Аннотация: Очередная концепция на тему "Что будет там, за чертой". Осторожно, много музыкальных цитат.
1.
Город Пушкино, Боголюбская улица, храм Боголюбской иконы Божьей Матери. Неизбежная часть маршрута, если нарушать все правила и идти из Мамонтовки по путям.
Обочина дороги поросла забавной травой, которая в справочнике называется гордым именем 'недотрога обыкновенная'. Листья самой банальной формы, растут банально парами, цветочки желтые, неприметные. Единственное, что действительно удивляет, - это маленькие упругие стручки, которые от прикосновения сворачиваются в пружинку и выстреливают черными семенами. Эта трава покоряет любую местность за два-три года, но в горшке прорастать отказывается.

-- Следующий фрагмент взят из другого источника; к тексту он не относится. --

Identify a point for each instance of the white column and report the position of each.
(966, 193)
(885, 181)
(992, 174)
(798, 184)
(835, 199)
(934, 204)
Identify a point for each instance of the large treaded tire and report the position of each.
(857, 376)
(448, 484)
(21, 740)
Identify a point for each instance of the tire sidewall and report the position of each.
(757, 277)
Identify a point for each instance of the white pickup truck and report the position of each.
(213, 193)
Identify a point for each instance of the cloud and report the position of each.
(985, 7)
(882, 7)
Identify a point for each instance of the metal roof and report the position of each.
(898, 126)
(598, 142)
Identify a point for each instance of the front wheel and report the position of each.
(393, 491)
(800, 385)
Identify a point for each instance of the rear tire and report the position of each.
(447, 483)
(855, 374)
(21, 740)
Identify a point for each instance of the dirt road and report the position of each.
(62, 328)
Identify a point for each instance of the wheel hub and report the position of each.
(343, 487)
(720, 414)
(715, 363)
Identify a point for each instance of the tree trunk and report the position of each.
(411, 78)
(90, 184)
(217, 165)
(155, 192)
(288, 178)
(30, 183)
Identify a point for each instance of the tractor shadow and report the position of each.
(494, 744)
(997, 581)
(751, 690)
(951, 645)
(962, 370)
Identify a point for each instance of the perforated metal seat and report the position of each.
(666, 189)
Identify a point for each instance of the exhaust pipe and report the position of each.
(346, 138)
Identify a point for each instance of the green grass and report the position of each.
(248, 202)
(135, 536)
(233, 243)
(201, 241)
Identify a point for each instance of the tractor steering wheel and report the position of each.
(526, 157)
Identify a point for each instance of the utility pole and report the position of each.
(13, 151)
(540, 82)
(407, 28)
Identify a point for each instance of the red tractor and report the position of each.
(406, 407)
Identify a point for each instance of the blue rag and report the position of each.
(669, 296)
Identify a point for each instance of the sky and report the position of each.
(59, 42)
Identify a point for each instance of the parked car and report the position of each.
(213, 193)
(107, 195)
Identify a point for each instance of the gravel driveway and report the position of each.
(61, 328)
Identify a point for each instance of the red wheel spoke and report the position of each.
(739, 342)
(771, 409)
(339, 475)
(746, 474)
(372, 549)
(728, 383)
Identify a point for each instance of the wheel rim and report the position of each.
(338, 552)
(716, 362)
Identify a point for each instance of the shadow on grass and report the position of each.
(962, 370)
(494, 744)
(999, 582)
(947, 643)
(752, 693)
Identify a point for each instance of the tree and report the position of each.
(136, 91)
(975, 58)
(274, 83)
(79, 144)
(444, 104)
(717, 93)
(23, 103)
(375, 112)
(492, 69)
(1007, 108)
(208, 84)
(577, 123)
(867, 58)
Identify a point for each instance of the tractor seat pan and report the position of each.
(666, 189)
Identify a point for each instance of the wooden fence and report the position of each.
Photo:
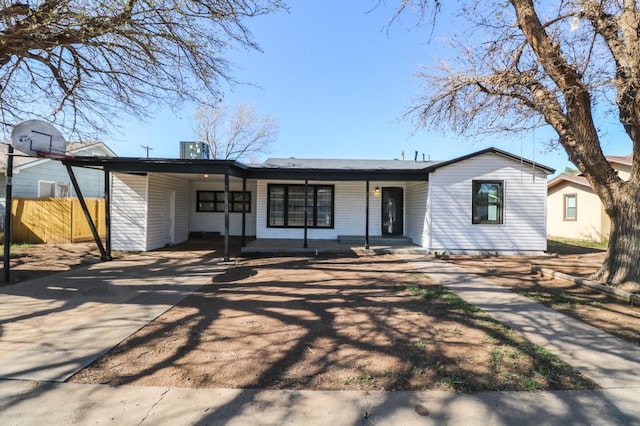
(55, 220)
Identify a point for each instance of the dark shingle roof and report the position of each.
(343, 164)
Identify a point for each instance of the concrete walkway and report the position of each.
(53, 327)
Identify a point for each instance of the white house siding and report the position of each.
(128, 212)
(214, 221)
(415, 212)
(349, 211)
(525, 190)
(160, 187)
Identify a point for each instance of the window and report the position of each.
(287, 206)
(570, 207)
(213, 201)
(48, 189)
(487, 202)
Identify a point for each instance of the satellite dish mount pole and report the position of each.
(7, 216)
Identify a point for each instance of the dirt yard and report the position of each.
(350, 322)
(609, 314)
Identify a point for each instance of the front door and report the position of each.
(169, 217)
(392, 210)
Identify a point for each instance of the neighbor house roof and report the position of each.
(21, 159)
(627, 160)
(496, 151)
(577, 179)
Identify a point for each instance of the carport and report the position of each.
(329, 171)
(143, 166)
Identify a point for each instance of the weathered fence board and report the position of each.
(55, 220)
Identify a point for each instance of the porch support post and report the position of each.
(87, 215)
(366, 220)
(7, 215)
(243, 242)
(306, 188)
(226, 215)
(107, 211)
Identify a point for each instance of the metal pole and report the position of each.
(7, 216)
(243, 242)
(107, 212)
(87, 215)
(366, 230)
(226, 215)
(306, 185)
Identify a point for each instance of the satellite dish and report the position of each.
(38, 139)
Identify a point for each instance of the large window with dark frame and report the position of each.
(213, 201)
(287, 204)
(487, 202)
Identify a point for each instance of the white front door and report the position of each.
(169, 217)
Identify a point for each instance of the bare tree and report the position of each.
(237, 134)
(77, 63)
(568, 64)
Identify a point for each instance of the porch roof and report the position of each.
(341, 170)
(291, 168)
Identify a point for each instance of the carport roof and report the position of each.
(288, 168)
(270, 169)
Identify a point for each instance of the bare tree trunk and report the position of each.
(623, 252)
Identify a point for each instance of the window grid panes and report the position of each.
(213, 201)
(487, 202)
(287, 206)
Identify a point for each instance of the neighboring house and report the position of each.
(574, 211)
(490, 201)
(43, 177)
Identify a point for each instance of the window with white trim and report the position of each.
(487, 202)
(286, 206)
(570, 206)
(213, 201)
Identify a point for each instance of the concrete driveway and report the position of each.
(54, 326)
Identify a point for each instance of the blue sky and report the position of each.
(339, 82)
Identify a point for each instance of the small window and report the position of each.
(213, 201)
(570, 207)
(487, 202)
(48, 189)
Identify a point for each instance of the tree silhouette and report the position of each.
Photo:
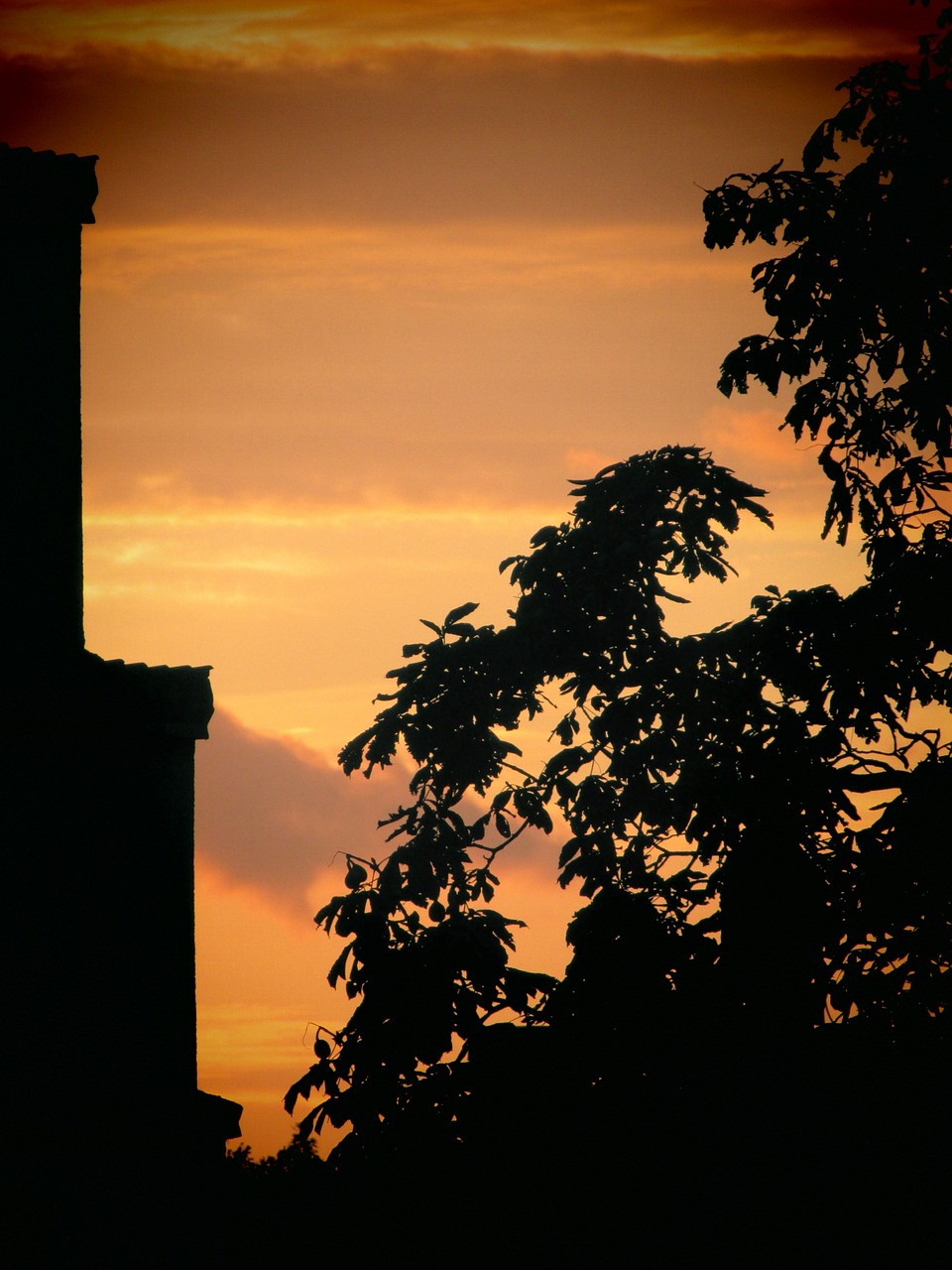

Иду вдоль обочины, рассеянно высматривая стручки потолще, чтобы уж наверняка выстрелили. В голове играет какая-нибудь музыка из числа 'сатанинской' и 'дьявольской'. У церкви очень длинная ограда, поэтому есть время, чтобы осознать некое несоответствие и начать размышлять.
Касательно веры и воинствующего атеизма я стараюсь сохранять нейтралитет, а вот тема загробной жизни - это действительно интересно. Музыка в голове напоминает, что я и не знаю толком, в каких годах творили многие любимые коллективы, кто из них творит и поныне, а кто уже закрыл глаза. Когда голова транслирует 'Король и шут', 'Кино' или 'Битлз', даже я понимаю, что слышу голоса мертвецов. Где-то они теперь? Как им там икается, когда их слушают?
Была 'Запредельная жизнь' Дидье ван Ковелера, где герой обречен видеть и слышать всех, кто о нем вспоминает, а сам может разве что кроватью поскрипеть. Был 'Свет в окошке' Святослава Логинова, где воспоминания близких после смерти становятся валютой. Была 'Прежде, чем я упаду' Лорен Оливер, где героиня снова и снова проживает последний день своей жизни, пока не понимает, что именно она в нем должна исправить, чтобы отправиться на небо.
Много красивых книг о смерти и загробной жизни, но проклятый здравый смысл внутри все равно подсказывает, что ни они, ни индуистская доктрина о перерождении, не могут быть верны. Даже на рай и ад понадеяться нельзя - были мы в небе, были и под землей, доказательств существования Бога не имеем, а делать отдельное измерение и отдельный штат персонала, чтобы кого-то по итогам жизни наказать, наградить и перераспределить, - расточительство.
Я часто вот так вот выпадаю из реальности во время прогулки, но обычно дело ограничивается съевшимся из памяти куском дороги и парой-тройкой идей, которые можно записать. Сейчас, кажется, все иначе. В моей голове начинают зреть какие-то смутные образы, которые собираются развиться в масштабный сон наяву. Но я уже вхожу в дом. Когда я закрываю за собой дверь комнаты, действие разгорается. Мое воображение никогда не отличалось четкостью, поэтому ответственности за качество всего дальнейшего я не несу.
2.
Клубящаяся темнота. Затем темнота перерастает в густой серый туман, а затем его прорезает луч. Туман настолько плотный, что луч виден целиком, как бывает и на Земле, если очень густые облака и очень маленькая дырка для нашего вечного светила или если где-то в отдалении идет дождь. Странно, почему я думаю, что это не Земля? Впрочем, первое впечатление обычно вернее позднейших домыслов.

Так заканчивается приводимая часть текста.